Disregarding any possibility of an affective complexity, the video image is taken to be an enactment of the interpretation of human witnesses and the judge alike. In their work on cognition and forensics Dror and Cole note, “that forensic science, as a practice, has historically dismissed cognitive bias by conceptualizing it as an ethical issue, to be overcome by moral discipline, rather than as an inherent cognitive issue, to be managed by bias-minimizing actions[ix].” In the current judicial climate to concede then , that the forensic object is an “object of opinion” is akin to making an accusation of prejudice and bias against a judge, lawyer or an investigating officer. If dealt with as a disciplinary challenge rather than a moral lapse, the ‘aura’ of the forensic object can be dismantled not to exclude digital and physical traces from the investigation process, rather locate it as a shifting vector in a force field of possibilities. To recognize it as an interpretation at the outset, invents the forensic object as a sensate ‘thing’ as opposed to a frigid ‘object’ waiting to be decoded/used.

 

Notes:

[i] Brown,B. Critical Inquiry, Vol. 28, No. 1, Things. (Autumn, 2001), pp. 1-22.

[ii] Ibid

[iii] Kirschenbaum discusses Thibodeau’s argument in the introduction of Mechanisms (2008)

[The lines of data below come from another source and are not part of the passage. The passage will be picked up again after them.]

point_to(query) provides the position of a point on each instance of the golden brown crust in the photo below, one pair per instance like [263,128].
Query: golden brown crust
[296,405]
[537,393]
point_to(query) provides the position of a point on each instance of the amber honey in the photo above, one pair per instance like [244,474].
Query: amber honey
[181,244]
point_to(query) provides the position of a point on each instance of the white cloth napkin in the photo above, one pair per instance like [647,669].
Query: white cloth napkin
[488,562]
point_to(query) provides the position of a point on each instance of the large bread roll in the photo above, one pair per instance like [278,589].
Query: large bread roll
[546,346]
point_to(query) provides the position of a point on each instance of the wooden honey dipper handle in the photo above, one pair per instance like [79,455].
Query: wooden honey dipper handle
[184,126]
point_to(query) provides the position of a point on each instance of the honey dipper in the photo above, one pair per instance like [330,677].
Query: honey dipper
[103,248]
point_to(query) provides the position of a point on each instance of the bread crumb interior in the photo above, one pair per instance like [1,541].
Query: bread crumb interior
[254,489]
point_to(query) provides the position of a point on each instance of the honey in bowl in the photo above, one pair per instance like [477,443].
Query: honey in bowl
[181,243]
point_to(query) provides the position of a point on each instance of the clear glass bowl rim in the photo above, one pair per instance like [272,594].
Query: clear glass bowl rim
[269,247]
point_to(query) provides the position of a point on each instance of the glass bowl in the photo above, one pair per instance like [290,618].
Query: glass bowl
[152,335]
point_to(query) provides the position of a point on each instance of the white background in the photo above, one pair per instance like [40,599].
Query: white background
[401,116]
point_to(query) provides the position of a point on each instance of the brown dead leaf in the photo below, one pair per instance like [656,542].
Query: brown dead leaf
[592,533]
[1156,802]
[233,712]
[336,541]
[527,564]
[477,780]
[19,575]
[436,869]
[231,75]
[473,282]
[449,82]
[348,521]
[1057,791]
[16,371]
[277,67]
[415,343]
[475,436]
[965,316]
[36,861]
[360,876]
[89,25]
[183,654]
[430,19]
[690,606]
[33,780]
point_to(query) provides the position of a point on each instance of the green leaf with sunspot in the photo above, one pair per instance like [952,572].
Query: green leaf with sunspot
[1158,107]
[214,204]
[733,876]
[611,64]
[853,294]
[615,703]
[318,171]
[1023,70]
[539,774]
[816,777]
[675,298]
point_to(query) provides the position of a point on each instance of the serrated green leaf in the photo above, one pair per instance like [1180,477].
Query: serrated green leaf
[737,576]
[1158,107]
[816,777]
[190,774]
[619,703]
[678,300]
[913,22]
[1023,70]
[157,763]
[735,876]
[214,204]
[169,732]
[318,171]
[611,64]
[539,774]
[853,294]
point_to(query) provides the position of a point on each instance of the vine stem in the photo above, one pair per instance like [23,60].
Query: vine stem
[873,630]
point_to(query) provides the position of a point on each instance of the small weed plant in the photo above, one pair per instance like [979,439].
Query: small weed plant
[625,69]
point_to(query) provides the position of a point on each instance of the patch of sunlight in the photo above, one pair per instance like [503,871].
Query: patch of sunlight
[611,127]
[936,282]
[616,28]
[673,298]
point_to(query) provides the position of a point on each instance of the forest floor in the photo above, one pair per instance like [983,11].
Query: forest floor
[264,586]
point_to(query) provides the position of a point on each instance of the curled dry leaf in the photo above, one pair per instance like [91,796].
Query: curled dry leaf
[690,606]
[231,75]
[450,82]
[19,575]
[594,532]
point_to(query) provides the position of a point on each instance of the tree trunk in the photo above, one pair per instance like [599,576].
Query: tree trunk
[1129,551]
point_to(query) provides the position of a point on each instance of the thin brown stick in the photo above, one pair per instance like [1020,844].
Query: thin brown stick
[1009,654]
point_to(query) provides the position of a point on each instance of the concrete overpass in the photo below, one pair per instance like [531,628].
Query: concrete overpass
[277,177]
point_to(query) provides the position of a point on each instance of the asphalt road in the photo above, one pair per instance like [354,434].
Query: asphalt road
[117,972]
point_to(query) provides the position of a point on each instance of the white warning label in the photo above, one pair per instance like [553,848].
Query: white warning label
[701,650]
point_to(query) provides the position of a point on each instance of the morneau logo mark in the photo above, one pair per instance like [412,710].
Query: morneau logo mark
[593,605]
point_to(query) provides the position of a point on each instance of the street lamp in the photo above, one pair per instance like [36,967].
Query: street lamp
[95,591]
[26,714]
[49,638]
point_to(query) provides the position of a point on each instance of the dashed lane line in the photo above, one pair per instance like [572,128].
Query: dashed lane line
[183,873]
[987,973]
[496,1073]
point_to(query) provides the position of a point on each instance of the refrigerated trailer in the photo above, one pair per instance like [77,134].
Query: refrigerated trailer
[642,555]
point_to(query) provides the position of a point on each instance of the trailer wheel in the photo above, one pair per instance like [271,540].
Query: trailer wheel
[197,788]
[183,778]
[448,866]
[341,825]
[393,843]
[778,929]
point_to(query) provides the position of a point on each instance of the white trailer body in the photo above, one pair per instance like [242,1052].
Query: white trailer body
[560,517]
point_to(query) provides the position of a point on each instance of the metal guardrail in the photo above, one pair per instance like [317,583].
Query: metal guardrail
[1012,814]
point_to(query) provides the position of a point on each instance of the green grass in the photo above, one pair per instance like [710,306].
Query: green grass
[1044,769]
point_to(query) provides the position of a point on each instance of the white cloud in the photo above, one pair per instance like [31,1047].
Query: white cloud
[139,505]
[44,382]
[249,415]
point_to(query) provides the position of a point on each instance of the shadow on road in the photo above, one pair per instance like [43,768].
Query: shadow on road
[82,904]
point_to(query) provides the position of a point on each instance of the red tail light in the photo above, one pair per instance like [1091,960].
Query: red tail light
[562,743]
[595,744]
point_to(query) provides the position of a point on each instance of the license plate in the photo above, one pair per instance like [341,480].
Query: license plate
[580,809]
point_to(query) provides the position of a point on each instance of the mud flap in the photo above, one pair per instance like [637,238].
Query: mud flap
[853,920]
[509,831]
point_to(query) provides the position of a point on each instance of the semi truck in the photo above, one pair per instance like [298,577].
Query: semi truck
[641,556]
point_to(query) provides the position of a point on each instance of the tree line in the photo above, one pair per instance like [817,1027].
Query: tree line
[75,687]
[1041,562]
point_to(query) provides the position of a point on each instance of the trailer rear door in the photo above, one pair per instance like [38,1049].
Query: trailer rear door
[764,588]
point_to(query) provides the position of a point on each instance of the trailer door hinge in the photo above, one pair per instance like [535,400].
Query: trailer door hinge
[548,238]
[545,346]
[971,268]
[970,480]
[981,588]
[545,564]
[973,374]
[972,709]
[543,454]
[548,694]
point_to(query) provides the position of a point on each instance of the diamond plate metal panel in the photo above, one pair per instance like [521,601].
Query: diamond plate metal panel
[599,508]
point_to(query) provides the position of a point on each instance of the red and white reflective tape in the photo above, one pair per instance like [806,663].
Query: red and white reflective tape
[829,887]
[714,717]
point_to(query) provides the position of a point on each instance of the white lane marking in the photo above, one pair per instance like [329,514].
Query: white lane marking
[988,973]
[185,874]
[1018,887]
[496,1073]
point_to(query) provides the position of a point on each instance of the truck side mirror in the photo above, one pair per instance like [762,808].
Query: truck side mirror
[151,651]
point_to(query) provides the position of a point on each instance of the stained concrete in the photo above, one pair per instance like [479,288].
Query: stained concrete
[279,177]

Kirschenbaum, M. (2008). Mechanisms. Cambridge, Mass.: MIT Press pp. 3

[iv] Indiankanoon.org,. 2014. ‘State Vs . Pankaj Kumar, On 30 April, 2014’. http://indiankanoon.org/doc/60552456/.

[v] Sharma, Naresh. 2015. State Vs. Pankaj Kumar Case Pallavi Paul Interview by . In person. Dwarka Court.

[vi] Indiankanoon.org,. 2014. ‘State Vs . Pankaj Kumar, On 30 April, 2014’. http://indiankanoon.org/doc/60552456/.

[vii] Kaur, Tejinder. 2015. State Vs. Pankaj Kumar Case Pallavi Paul Interview by . In person. Dwarka Court.

[viii] Indiankanoon.org,. 2014. ‘State Vs . Pankaj Kumar, On 30 April, 2014’. http://indiankanoon.org/doc/60552456/.

[ix] Dror, I. E., and S. A. Cole. 2010. ‘The Vision In “Blind” Justice: Expert Perception, Judgment, And Visual Cognition In Forensic Pattern Recognition’. Psychonomic Bulletin & Review 17 (2): 161-167. doi:10.3758/pbr.17.2.161.